# exterior product of forms is exact.

I don't know what to do to prove the following statement:

Let $U \subset \mathbb R^n$ be an open set and let $\alpha$ be a $k$-form on $U$ and $\beta$ be an $l$-form on $U$. Suppose both $\alpha, \beta$ are closed forms and that $\beta$ is exact. Then $\alpha \wedge \beta$ is exact.

Every assistance would be very much appreciated.

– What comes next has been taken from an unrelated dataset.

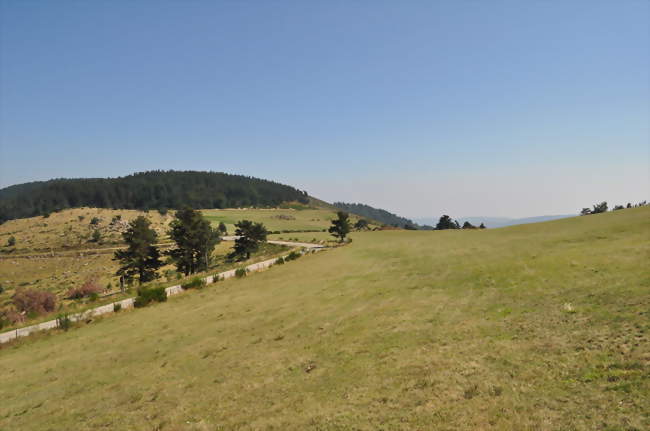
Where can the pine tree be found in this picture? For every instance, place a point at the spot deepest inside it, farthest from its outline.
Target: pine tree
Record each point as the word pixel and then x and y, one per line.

• Do you mean that $\alpha\wedge\beta$ is exact? – Olivier Bégassat Nov 9 '14 at 1:45
• That's it, just fixed :) thank you – Vinicius Rodrigues Nov 9 '14 at 1:46
• Hint: if $\beta=db$, then look at $\pm\alpha\wedge b$... – Olivier Bégassat Nov 9 '14 at 1:46
• Oh, now I see exactly what I must do. If you wish, post this message as an answer so I can mark it as the answer :) – Vinicius Rodrigues Nov 9 '14 at 1:49
• ok : ) ${}{}{}$ – Olivier Bégassat Nov 9 '14 at 1:55

If $b$ satisfies $db=\beta$, and $\alpha$ is a closed $k$-form, then $$d\omega=\alpha\wedge\beta$$ where $\omega=(-1)^k\alpha\wedge b$. The proof works for forms on any manifold.